NGA designers made a model of the spaces they were going to create as well as models of all the pieces. Mattusch says, “We spent months moving them around.”

There are 150 objects in all, including ancient frescoes, mosaics, sculptures, portraits and luxury arts. The last section of the exhibit is about the impact of the 18th-century rediscovery of the ancient cities and villas on the Bay of Naples.

Two years before the objects were to arrive, Mattusch began working on the exhibition catalog. She is principal author and editor of “Pompeii and the Roman Villa,” the book on that White House table.

Then brochures, a film, podcasts and family guides were created. Besides the work by the NGA departments of exhibition, design, education, conservation, horticulture and many more, special items were purchased for the gift shop to tie into the exhibit. NGA has even created a special Italian menu for the Garden Café (temporarily called the Café Italia).

Mason classics professor Martin Winkler hosted a complementary gallery film series in the fall. A public symposium is planned for March 20-21.

In 1996, Mattusch took on a similar task when she curated “The Fire of Hephaistos: Large Classical Bronzes from North American Collections” at Harvard University Art Museums. She also wrote the catalogue for that show. In fact, she came up with the idea for the current exhibit while writing a book about the largest private villa found to date in the Bay of Naples region.
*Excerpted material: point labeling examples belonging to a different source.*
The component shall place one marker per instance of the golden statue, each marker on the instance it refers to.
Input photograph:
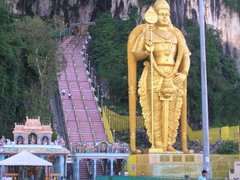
(162, 86)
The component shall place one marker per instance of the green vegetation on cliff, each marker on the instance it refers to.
(108, 54)
(233, 5)
(27, 69)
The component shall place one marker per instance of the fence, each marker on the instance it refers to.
(118, 122)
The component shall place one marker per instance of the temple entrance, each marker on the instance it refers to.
(32, 139)
(20, 140)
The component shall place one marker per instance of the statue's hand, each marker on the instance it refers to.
(179, 78)
(149, 46)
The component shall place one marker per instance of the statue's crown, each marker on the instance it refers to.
(161, 4)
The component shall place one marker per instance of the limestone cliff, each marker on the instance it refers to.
(217, 14)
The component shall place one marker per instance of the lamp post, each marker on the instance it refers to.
(205, 122)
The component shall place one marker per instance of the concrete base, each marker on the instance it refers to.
(165, 165)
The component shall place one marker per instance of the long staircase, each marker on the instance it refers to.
(81, 113)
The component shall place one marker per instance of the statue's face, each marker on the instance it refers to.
(163, 17)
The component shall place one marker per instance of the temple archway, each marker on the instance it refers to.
(32, 138)
(20, 140)
(45, 140)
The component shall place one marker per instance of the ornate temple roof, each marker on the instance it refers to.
(32, 124)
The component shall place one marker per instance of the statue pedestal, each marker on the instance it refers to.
(165, 165)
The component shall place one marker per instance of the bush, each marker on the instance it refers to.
(228, 147)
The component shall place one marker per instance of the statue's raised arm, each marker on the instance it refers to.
(162, 87)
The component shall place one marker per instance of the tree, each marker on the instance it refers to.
(39, 51)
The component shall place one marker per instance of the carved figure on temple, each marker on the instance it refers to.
(20, 140)
(162, 86)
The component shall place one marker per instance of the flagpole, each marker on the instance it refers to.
(205, 121)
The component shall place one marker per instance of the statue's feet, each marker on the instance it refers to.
(136, 151)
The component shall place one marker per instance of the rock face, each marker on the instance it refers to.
(217, 15)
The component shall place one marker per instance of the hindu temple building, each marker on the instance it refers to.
(36, 139)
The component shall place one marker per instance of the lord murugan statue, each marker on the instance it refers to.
(163, 84)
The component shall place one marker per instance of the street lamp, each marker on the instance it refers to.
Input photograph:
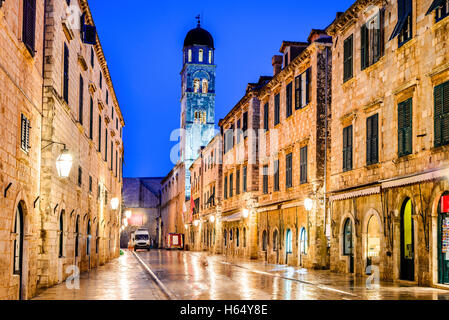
(114, 203)
(64, 163)
(308, 204)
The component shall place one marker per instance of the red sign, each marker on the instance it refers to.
(445, 204)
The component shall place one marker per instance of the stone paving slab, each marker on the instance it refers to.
(121, 279)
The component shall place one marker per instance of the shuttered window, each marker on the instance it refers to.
(66, 74)
(441, 123)
(303, 165)
(288, 100)
(265, 179)
(347, 148)
(405, 128)
(372, 140)
(25, 134)
(91, 119)
(81, 101)
(348, 54)
(372, 39)
(276, 175)
(276, 109)
(266, 123)
(288, 171)
(29, 25)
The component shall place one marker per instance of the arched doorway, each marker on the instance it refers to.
(373, 241)
(407, 242)
(18, 246)
(348, 248)
(443, 239)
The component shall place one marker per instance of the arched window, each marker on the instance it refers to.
(196, 85)
(264, 241)
(347, 238)
(77, 235)
(205, 86)
(88, 238)
(237, 237)
(18, 241)
(288, 241)
(244, 237)
(61, 234)
(303, 242)
(275, 240)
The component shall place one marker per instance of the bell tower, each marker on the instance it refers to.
(197, 96)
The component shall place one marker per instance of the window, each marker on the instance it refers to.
(405, 128)
(441, 97)
(66, 74)
(289, 242)
(81, 102)
(237, 182)
(91, 119)
(348, 48)
(288, 171)
(302, 89)
(231, 185)
(25, 134)
(303, 242)
(196, 85)
(372, 140)
(288, 101)
(264, 241)
(99, 133)
(303, 165)
(403, 28)
(244, 179)
(61, 234)
(372, 40)
(205, 86)
(225, 189)
(29, 25)
(80, 176)
(265, 179)
(347, 148)
(266, 124)
(276, 109)
(276, 175)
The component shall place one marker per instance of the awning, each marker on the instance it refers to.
(417, 178)
(355, 194)
(233, 217)
(435, 4)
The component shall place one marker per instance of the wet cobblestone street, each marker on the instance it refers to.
(198, 276)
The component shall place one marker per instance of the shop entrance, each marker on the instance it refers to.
(407, 243)
(443, 240)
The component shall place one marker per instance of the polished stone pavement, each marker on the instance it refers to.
(199, 276)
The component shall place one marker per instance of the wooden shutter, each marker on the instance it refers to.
(29, 24)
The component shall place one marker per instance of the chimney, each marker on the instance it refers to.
(277, 64)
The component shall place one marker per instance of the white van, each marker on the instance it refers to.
(142, 239)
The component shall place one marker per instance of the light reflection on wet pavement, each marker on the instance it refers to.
(188, 278)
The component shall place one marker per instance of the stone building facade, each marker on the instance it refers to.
(141, 198)
(53, 97)
(21, 59)
(390, 140)
(294, 107)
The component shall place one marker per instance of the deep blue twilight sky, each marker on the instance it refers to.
(143, 39)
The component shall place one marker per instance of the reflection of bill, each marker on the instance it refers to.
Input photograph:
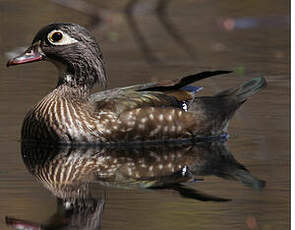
(72, 174)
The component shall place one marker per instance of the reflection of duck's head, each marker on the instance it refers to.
(66, 171)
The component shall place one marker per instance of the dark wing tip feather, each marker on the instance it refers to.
(185, 81)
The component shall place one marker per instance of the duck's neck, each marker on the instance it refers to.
(82, 76)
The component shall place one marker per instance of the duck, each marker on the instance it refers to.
(156, 111)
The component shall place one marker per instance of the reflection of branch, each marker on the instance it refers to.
(138, 36)
(85, 8)
(98, 17)
(161, 11)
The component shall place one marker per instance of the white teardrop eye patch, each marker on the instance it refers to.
(58, 37)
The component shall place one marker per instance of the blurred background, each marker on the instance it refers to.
(148, 40)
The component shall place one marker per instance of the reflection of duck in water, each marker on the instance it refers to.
(145, 112)
(69, 171)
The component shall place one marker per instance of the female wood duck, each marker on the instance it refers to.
(144, 112)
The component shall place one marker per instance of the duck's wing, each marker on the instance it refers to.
(156, 94)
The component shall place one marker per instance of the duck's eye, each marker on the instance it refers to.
(56, 36)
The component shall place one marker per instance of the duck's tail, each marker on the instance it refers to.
(245, 90)
(214, 112)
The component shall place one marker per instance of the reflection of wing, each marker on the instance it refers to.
(191, 193)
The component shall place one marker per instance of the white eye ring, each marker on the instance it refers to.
(64, 40)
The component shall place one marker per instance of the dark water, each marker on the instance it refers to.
(250, 37)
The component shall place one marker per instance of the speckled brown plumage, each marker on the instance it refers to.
(148, 112)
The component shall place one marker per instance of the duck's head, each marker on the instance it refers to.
(72, 49)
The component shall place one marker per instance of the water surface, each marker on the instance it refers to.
(247, 37)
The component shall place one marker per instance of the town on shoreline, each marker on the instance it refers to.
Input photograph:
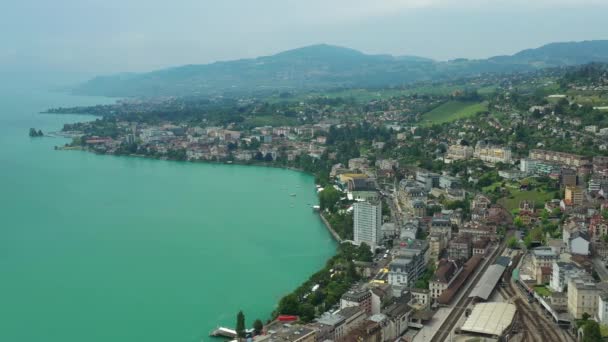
(473, 208)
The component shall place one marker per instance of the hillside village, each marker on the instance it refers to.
(495, 215)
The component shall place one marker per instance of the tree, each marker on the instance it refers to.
(591, 332)
(364, 253)
(308, 312)
(289, 305)
(328, 198)
(240, 324)
(258, 326)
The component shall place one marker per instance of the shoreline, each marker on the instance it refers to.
(326, 223)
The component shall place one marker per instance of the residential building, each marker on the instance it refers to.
(291, 333)
(449, 182)
(437, 243)
(367, 223)
(573, 195)
(421, 298)
(582, 298)
(410, 193)
(387, 164)
(492, 153)
(569, 177)
(481, 247)
(409, 230)
(445, 274)
(357, 163)
(561, 274)
(460, 248)
(367, 331)
(362, 189)
(339, 324)
(427, 180)
(598, 227)
(542, 263)
(459, 152)
(398, 314)
(562, 158)
(528, 166)
(418, 209)
(441, 225)
(361, 298)
(579, 243)
(602, 308)
(409, 263)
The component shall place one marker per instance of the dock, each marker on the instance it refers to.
(223, 332)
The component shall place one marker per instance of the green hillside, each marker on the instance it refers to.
(453, 110)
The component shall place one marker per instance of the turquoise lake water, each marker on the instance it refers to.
(104, 248)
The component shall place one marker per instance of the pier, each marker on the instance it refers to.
(223, 332)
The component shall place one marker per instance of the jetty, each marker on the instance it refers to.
(223, 332)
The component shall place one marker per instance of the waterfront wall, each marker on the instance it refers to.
(331, 230)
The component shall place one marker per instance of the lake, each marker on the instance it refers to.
(105, 248)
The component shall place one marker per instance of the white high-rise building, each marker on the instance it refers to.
(368, 223)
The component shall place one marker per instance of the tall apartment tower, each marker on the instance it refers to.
(368, 221)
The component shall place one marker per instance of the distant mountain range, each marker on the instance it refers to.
(325, 66)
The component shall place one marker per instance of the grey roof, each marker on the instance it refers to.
(355, 296)
(581, 234)
(331, 319)
(488, 281)
(350, 311)
(503, 261)
(544, 251)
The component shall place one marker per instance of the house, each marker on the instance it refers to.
(357, 163)
(361, 298)
(573, 195)
(362, 189)
(381, 294)
(579, 243)
(441, 225)
(338, 324)
(583, 297)
(409, 263)
(492, 154)
(427, 180)
(562, 273)
(289, 333)
(481, 247)
(421, 298)
(602, 308)
(460, 248)
(409, 230)
(368, 331)
(598, 227)
(398, 314)
(445, 274)
(542, 263)
(437, 243)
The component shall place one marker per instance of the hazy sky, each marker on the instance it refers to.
(106, 36)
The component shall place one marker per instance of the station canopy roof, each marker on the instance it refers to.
(490, 318)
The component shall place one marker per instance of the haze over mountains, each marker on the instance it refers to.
(325, 66)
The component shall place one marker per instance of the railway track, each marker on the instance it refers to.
(533, 326)
(463, 303)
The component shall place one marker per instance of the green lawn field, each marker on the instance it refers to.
(453, 110)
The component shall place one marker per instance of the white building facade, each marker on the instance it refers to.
(368, 223)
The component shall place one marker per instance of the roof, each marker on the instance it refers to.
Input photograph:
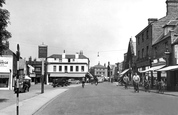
(68, 56)
(162, 36)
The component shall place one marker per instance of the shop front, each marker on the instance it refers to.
(6, 64)
(172, 77)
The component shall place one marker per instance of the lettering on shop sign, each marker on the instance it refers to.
(2, 62)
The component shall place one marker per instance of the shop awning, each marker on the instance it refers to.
(169, 68)
(143, 71)
(156, 68)
(152, 68)
(67, 75)
(126, 70)
(27, 77)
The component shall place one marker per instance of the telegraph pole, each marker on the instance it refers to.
(17, 81)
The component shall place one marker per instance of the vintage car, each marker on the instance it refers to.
(24, 84)
(60, 82)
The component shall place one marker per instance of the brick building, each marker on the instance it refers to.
(166, 47)
(150, 35)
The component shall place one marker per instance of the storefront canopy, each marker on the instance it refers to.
(27, 77)
(126, 70)
(152, 68)
(169, 68)
(67, 75)
(156, 68)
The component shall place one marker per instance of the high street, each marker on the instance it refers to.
(109, 99)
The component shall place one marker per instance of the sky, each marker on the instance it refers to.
(95, 27)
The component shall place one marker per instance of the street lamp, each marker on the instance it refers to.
(3, 44)
(150, 63)
(167, 53)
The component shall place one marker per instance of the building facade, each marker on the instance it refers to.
(99, 70)
(166, 48)
(150, 34)
(67, 65)
(8, 69)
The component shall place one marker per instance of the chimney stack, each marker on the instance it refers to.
(151, 20)
(172, 7)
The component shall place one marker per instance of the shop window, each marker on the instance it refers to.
(54, 68)
(71, 68)
(77, 69)
(69, 60)
(60, 68)
(65, 68)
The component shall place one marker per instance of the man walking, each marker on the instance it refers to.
(136, 80)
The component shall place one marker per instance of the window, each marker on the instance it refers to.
(60, 68)
(76, 68)
(82, 68)
(71, 68)
(54, 68)
(147, 48)
(65, 68)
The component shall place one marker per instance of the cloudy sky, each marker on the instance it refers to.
(93, 26)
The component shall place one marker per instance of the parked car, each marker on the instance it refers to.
(60, 82)
(73, 81)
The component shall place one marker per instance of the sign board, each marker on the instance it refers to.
(42, 51)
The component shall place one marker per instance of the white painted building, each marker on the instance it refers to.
(67, 65)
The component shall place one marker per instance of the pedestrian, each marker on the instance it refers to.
(147, 84)
(83, 82)
(126, 81)
(136, 80)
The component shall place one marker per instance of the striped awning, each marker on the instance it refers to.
(126, 70)
(67, 74)
(169, 68)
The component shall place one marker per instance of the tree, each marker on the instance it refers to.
(4, 21)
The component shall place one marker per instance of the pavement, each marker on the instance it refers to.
(29, 102)
(170, 93)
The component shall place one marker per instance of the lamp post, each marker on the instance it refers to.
(150, 63)
(167, 54)
(2, 46)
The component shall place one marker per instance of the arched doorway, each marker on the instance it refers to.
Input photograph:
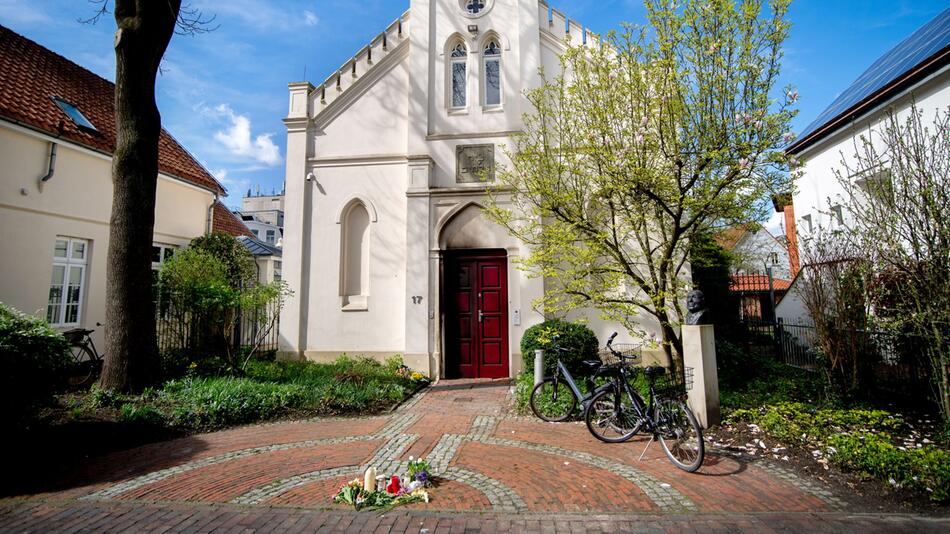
(474, 289)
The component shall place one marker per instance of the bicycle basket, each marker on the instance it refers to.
(629, 353)
(673, 385)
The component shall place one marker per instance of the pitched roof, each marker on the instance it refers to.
(917, 56)
(223, 220)
(258, 248)
(31, 76)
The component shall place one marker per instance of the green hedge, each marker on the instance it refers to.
(34, 358)
(578, 338)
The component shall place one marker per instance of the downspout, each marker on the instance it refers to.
(210, 215)
(51, 169)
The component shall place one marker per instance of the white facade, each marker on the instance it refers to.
(818, 191)
(383, 212)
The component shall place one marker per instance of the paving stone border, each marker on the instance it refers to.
(267, 492)
(501, 497)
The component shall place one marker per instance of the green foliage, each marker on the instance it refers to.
(34, 358)
(141, 415)
(800, 424)
(923, 469)
(577, 338)
(636, 147)
(237, 261)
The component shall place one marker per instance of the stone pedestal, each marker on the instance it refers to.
(699, 352)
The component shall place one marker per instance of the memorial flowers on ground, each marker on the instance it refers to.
(383, 492)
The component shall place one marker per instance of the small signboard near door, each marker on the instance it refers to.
(475, 286)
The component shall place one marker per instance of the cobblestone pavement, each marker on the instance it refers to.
(518, 474)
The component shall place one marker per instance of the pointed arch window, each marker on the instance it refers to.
(458, 70)
(492, 74)
(354, 257)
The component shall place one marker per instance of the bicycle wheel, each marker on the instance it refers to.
(86, 367)
(553, 404)
(680, 435)
(611, 418)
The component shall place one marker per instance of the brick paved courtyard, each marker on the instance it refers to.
(513, 472)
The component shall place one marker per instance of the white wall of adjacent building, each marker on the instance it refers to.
(74, 204)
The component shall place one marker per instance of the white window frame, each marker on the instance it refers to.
(484, 85)
(453, 61)
(68, 263)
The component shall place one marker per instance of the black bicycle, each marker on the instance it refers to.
(617, 412)
(87, 362)
(555, 398)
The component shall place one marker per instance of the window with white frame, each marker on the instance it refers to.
(492, 74)
(160, 254)
(458, 72)
(70, 257)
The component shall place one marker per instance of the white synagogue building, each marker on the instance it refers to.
(385, 245)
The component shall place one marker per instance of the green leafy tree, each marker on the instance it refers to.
(897, 194)
(645, 140)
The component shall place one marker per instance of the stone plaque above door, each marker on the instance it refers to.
(474, 163)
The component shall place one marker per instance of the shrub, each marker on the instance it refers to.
(34, 359)
(141, 415)
(925, 469)
(577, 338)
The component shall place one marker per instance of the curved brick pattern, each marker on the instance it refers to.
(273, 490)
(722, 484)
(317, 493)
(548, 483)
(72, 516)
(501, 497)
(138, 482)
(225, 481)
(662, 494)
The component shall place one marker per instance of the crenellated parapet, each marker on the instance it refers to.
(393, 38)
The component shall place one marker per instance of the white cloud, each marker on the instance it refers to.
(237, 139)
(310, 18)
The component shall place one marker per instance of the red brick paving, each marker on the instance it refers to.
(225, 481)
(723, 484)
(546, 483)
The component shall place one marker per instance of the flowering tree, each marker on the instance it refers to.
(641, 143)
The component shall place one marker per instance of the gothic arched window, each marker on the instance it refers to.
(458, 72)
(354, 257)
(492, 74)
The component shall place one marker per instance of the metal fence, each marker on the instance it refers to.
(184, 330)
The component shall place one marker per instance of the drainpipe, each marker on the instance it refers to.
(210, 215)
(51, 169)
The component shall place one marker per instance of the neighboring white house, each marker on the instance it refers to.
(264, 216)
(57, 136)
(386, 247)
(917, 70)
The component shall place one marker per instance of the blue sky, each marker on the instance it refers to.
(223, 94)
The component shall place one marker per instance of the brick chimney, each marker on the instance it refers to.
(783, 204)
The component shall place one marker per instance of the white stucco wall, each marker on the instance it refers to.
(75, 203)
(818, 188)
(381, 130)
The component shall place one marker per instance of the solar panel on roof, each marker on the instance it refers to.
(75, 114)
(922, 44)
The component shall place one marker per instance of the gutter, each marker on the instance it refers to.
(51, 168)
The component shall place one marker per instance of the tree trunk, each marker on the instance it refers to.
(144, 31)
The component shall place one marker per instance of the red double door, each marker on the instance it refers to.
(476, 298)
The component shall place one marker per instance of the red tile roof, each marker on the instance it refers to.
(225, 221)
(756, 282)
(30, 76)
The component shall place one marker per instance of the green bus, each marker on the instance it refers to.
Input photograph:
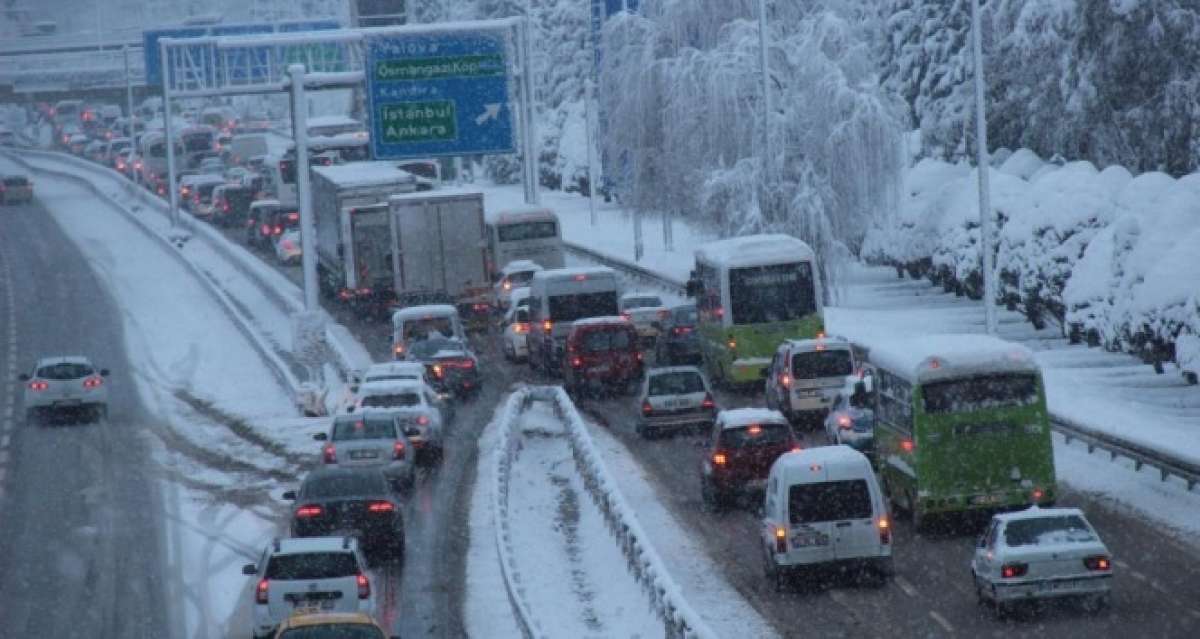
(753, 293)
(960, 425)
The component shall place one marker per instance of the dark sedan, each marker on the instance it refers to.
(355, 502)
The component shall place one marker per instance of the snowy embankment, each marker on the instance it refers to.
(1107, 255)
(564, 544)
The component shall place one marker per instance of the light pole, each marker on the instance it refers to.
(985, 231)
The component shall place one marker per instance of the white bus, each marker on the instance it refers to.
(525, 233)
(559, 297)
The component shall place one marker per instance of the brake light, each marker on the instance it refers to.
(1012, 571)
(381, 507)
(311, 509)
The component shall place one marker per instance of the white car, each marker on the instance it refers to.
(645, 310)
(287, 246)
(1039, 554)
(515, 275)
(66, 384)
(515, 326)
(418, 407)
(306, 575)
(370, 439)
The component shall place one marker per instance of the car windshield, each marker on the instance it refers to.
(1048, 531)
(391, 400)
(834, 363)
(364, 429)
(343, 485)
(431, 347)
(312, 566)
(981, 393)
(754, 435)
(595, 341)
(676, 383)
(828, 501)
(65, 371)
(333, 631)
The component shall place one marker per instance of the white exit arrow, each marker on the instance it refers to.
(491, 112)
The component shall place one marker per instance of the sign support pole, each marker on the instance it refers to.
(527, 114)
(304, 186)
(172, 190)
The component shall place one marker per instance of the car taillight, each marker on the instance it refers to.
(311, 509)
(381, 507)
(1012, 571)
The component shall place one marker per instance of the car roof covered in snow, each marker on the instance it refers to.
(432, 310)
(365, 174)
(931, 358)
(736, 418)
(754, 250)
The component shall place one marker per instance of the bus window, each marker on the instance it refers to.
(772, 293)
(981, 393)
(527, 231)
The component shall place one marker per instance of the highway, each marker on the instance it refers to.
(82, 524)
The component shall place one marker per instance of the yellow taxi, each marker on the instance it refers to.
(331, 626)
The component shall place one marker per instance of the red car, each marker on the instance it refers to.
(603, 351)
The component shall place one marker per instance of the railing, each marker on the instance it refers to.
(1116, 447)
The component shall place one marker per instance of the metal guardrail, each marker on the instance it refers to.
(1116, 447)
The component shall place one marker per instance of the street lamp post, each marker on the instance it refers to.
(985, 231)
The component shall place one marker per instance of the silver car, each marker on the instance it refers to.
(66, 384)
(675, 398)
(1039, 554)
(370, 439)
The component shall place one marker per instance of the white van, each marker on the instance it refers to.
(823, 507)
(805, 376)
(559, 297)
(414, 323)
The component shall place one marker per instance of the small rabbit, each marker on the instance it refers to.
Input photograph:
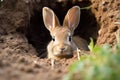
(63, 43)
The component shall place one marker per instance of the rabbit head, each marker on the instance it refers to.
(62, 43)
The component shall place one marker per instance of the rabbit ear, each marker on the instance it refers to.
(72, 18)
(50, 19)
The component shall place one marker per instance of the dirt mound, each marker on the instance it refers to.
(23, 36)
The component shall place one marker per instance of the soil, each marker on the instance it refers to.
(23, 37)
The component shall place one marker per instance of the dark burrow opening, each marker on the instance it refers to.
(39, 36)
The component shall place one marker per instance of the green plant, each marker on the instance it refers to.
(104, 64)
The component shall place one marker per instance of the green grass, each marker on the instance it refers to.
(102, 64)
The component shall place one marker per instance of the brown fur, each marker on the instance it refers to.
(62, 47)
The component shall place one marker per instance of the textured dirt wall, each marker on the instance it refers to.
(107, 13)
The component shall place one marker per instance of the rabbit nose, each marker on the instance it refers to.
(62, 49)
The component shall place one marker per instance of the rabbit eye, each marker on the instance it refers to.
(70, 38)
(53, 38)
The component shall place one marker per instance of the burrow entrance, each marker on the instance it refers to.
(39, 36)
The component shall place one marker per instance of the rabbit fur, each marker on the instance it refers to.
(63, 43)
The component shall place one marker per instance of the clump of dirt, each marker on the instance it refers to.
(23, 36)
(107, 13)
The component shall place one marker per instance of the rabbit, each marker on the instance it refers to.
(63, 43)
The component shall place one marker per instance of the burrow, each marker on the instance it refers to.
(39, 36)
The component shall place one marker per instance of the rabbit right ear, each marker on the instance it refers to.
(50, 19)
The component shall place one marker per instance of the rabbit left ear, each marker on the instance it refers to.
(72, 18)
(50, 19)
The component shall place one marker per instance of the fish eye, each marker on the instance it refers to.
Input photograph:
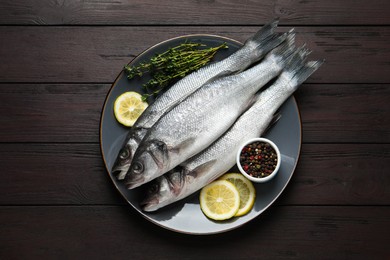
(137, 167)
(153, 188)
(124, 153)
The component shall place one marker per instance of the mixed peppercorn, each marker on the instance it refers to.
(258, 159)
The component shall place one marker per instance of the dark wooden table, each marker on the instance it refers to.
(58, 60)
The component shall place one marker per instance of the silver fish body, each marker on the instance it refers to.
(201, 118)
(253, 50)
(218, 158)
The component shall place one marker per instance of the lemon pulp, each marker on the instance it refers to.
(219, 200)
(246, 190)
(128, 107)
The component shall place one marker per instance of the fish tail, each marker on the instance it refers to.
(299, 70)
(283, 52)
(265, 40)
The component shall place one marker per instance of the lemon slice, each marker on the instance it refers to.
(246, 190)
(219, 200)
(128, 107)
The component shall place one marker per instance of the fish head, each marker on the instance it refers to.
(149, 162)
(163, 190)
(126, 153)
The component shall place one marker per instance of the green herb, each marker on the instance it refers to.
(173, 64)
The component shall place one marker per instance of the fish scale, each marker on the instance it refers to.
(219, 157)
(201, 118)
(252, 51)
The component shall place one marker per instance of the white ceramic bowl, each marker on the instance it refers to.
(259, 179)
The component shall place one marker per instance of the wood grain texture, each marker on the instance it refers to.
(330, 113)
(97, 54)
(104, 232)
(74, 174)
(187, 12)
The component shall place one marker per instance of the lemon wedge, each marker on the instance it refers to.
(128, 107)
(246, 190)
(219, 200)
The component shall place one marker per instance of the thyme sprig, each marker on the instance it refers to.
(173, 64)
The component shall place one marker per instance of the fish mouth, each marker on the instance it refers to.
(120, 171)
(149, 204)
(134, 182)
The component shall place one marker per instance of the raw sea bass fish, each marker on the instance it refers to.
(218, 158)
(252, 51)
(201, 118)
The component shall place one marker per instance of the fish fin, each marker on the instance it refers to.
(176, 179)
(285, 50)
(183, 145)
(159, 152)
(276, 117)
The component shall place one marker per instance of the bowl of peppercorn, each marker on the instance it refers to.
(259, 159)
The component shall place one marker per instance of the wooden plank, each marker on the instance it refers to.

“The Villa dei Papiri at Herculaneum: Life and Afterlife of a Sculpture Collection” was published in 2005 and won the Charles Rufus Morey Award.

Mattusch is a longstanding member of the managing committee for the American School of Classical Studies at Athens and currently serves on its executive committee.

So far, “Pompeii and the Roman Villa” has been the biggest show of 2008-09, and more than 200,000 people had seen the exhibit, which runs through March 22, before inauguration week.

The show travels to the Los Angeles County Museum in May, where it will run until October 2009. Mattusch will spend some time in California giving tours and media interviews for the exhibition.

Is this the high point of her career? “I hope not,” says Mattusch. “I hope there is a lot more coming up.”

Vision Series lectures are free and open to the public. Tickets are available online, or at the Center for the Arts box office. A reception will follow the lecture.